7. ESPLODE IL CONTENZIOSO, VERSO IL PROCESSO.
- Nel pieno del dialogo trai due team medici, il 27 giugno il trust richiede un meeting al 1° luglio per fissare una data per l’estubazione: la data fissata è il 5° luglio, nonostante si stesse attendendo la 2nd opinion del Gaslini. Il padre Mohammed annuncia che non permetterà in nessun modo la rimozione del sostegno vitale, che non lascerà la figlia indifesa.
- Il trust viene messo a conoscenza del fatto che il parere del Gaslini è in arrivo e la fondazione informa i genitori il 4 luglio che in attesa del parere il termine dell’estubazione viene spostato al giorno 8.
- La lettera contenente l’avviso del Gaslini viene stesa e spedita da Genova il 5 luglio.
- L’8 luglio i genitori avvisano il trust di voler trasferire la bambina in Italia, il quale nega il trasferimento ma, dopo pressanti richieste, accorda un negoziato, avvisando i genitori che in ogni caso la risoluzione dovrà avvenire alla presenza di un giudice e che possono consigliare legali specializzati in questo tipo di concordato.
- La disponibilità del trust alla mediazione giudiziaria viene però ritirata il giorno dopo, il 9 luglio, sulla base dell’impossibilità di raggiungere una soluzione condivisa, motivo per cui i genitori vengono sostanzialmente sfidati a portare il contenzione in una causa davanti alla corte competente.

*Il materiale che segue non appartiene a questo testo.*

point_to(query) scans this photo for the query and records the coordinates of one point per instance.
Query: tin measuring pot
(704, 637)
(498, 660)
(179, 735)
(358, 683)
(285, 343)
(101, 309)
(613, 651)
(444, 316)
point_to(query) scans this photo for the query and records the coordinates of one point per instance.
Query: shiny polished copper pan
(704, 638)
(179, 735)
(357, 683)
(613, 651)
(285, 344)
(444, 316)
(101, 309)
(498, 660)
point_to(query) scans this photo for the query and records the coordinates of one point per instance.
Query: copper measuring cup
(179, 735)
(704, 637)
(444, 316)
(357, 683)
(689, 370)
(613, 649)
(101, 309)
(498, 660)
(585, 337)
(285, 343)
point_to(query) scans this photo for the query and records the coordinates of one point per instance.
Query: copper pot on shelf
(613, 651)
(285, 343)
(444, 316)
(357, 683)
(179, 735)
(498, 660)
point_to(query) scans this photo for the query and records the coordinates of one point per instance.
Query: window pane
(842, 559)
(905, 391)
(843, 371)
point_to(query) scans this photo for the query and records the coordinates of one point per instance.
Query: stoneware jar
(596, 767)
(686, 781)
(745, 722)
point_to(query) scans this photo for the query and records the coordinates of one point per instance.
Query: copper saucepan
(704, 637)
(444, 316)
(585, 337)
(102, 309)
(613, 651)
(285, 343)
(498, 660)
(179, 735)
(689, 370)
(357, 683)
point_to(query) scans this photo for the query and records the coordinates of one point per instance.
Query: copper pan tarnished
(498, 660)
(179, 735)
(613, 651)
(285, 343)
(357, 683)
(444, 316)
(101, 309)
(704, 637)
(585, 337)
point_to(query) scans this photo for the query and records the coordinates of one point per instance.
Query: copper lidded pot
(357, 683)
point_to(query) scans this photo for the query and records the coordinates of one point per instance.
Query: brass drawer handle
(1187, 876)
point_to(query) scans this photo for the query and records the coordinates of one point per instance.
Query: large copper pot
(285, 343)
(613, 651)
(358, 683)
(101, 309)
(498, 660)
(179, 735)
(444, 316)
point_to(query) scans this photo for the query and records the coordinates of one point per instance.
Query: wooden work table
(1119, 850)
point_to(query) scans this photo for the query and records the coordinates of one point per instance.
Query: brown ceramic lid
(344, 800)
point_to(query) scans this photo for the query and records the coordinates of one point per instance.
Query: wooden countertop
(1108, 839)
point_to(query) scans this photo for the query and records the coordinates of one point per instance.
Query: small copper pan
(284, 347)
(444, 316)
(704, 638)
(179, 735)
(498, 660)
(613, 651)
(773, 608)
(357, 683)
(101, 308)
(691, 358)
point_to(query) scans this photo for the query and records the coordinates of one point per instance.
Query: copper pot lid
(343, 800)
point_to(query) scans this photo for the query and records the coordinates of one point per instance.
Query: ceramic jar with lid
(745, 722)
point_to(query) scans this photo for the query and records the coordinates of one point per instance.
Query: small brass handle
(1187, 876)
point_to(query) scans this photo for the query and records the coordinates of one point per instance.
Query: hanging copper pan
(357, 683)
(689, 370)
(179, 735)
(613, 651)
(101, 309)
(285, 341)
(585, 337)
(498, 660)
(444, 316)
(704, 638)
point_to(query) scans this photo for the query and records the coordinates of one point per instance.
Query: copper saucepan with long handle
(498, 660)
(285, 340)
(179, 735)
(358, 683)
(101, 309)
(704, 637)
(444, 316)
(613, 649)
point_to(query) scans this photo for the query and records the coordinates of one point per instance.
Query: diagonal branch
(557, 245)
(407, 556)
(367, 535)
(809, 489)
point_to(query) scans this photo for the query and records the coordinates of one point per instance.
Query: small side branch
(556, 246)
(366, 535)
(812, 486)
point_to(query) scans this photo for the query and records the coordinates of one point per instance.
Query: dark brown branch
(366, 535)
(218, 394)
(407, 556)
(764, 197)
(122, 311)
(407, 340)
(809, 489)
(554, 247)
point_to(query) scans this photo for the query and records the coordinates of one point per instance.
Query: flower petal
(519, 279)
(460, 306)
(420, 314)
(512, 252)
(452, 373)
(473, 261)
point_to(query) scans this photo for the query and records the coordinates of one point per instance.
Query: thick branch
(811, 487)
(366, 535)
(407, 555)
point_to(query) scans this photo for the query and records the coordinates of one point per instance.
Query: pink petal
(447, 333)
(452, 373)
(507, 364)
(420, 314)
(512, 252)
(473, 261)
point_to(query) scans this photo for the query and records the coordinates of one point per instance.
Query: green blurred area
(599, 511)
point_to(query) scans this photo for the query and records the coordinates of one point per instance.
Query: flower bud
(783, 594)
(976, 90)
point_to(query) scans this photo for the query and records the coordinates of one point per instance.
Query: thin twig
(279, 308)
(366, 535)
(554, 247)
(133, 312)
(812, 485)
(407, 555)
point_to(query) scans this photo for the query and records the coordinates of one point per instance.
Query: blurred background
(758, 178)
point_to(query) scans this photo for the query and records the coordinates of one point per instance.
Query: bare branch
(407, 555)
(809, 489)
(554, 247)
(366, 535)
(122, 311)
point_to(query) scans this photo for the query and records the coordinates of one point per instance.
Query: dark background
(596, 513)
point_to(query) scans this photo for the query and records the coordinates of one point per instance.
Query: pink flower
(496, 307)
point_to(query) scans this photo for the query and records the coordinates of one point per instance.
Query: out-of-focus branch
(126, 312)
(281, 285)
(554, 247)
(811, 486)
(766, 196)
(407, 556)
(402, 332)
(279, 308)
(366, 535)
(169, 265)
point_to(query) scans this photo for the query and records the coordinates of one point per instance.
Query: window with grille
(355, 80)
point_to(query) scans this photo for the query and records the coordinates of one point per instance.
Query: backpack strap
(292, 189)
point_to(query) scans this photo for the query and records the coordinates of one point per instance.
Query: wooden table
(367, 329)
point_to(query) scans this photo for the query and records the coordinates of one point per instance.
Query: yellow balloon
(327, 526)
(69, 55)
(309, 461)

- Il 10 luglio il trust acconsente comunque ad un tentativo di mediazione per l’indomani; i genitori richiedono che la discussione alla presenza dei legali avvenga solo dopo il coinvolgimento diretto del Gaslini (probabilmente con una visita alla bambina, già offerta ufficiosamente), ma la richiesta viene rifiutata.
- La mediazione ha luogo l’11 luglio.
- Il 12 luglio i dirigenti del trust e i parenti presenziano alla videoconferenza tra i medici del RLH e del Gaslini, quando si certifica la convergenza diagnostica. Al termine della videoconferenza il trust riferisce ai genitori che non vedono motivo per cambiare la loro linea e che solo una sentenza può decidere il rilascio di Tafida.
- I genitori presentano dunque la loro istanza all’Alta Corte di Londra il 15 luglio in ambito di una vertenza amministrativa sulla libera circolazione dei pazienti cittadini europei.
- Il trust e la divisione dei Servizi Sociali sulla tutela del diritto delle Famiglie e dei Minori (CAFCASS), incaricata di rappresentare l’interesse di Tafida in via indipendente, presentano la loro contro-istanza il giorno dopo in ambito di diritto familiare.
- La corte della Family Division presieduta dal giudice Alistair MacDonald annuncia un procedimento unico in due vertenze separate e susseguenti il 22 luglio, prevista per settembre e poi regolarmente svoltasi.
Gli episodi più conflittuali del resoconto provengono inevitabilmente dalla testimonianza familiare, prima affidata alle apparizioni televisive, alle interviste sulla stampa britannica e ai comunicati autonomi, poi, per quanto riguarda i mesi di giugno e luglio, resa il giovedì 12 settembre come “evidence” al banco dei testimoni dalla madre Shelina Begum. Senza entrare nel merito di quanto nella prospettiva dei genitori la percezione di questo conflitto possa essere stata influenzata in esasperazioni (sarebbero commenti di carattere meramente speculativo), è evidente che l’alleanza medico-famiglia sia stata incrinata fin dai primi giorni della vicenda. Dei 3 team inglesi che hanno esaminato la bambina (uno solo in consulenza), nessuno ha mai concretamente aperto all’eventualità di una soluzione diversa dalla procedura eutanasica di tipo omissivo. Questo nonostante le valutazioni iniziali si fossero dimostrate infondate e senza registrare come significativa l’evoluzione nella capacità acquisite dalla paziente durante la primavera.